This is from A.G. Harmon’s “Bread and Circuses,” posted at Good Letters, the blog of Image:

Just as democracy requires care—the hard work of civic participation, and an often discomforting engagement with communal undertakings—lest the very thing that is so great about it, autonomy, degenerate into self-absorption, so does the mind require some type of resistance, lest those entertainments that enthrall us with their sparkling changefulness turn one means of knowing truth and beauty into a caricature of itself.

For it is a truism that modern life is largely visual; even the most important aspects of our culture are assessed upon their “telegenicity” and “punch.” The path can even be traced. According to Berger, the average shot length of American movies stood at 27.9 seconds in 1953. In 2007, it was 2.5 seconds.

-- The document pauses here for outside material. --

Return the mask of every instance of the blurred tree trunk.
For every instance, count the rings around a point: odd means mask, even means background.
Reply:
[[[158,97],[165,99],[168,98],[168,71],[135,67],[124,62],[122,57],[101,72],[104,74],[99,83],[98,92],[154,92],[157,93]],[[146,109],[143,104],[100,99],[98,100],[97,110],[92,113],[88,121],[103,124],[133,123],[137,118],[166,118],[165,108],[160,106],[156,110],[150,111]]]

Not only do we require novelty—something bigger and more engaging than the last thing that popped out of the box—but the speed at which these changes must occur is ramping up like a coke addict’s frenzy for a higher high.

If to exercise the body we must accept discomfort, pushing beyond pain, to exercise the mind requires a related effort, an involvement that rejects the passive, formaldehyde bath of strobing visuals. A human is more than his eyes—certainly more than his ocular reflexes—and to be human means breaking free of this dangerous trap.

Odysseus had to sail past the lotus eaters, restful and delicious as their land was, lest he be dragged down to an everlasting sleep. It seems modern man’s plight is avoiding that which bedazzles as much as that which sedates.

Still, either way, the alternative is an incapacitating torpor—a heedless stasis—a deadly lie that wears the mask of peace.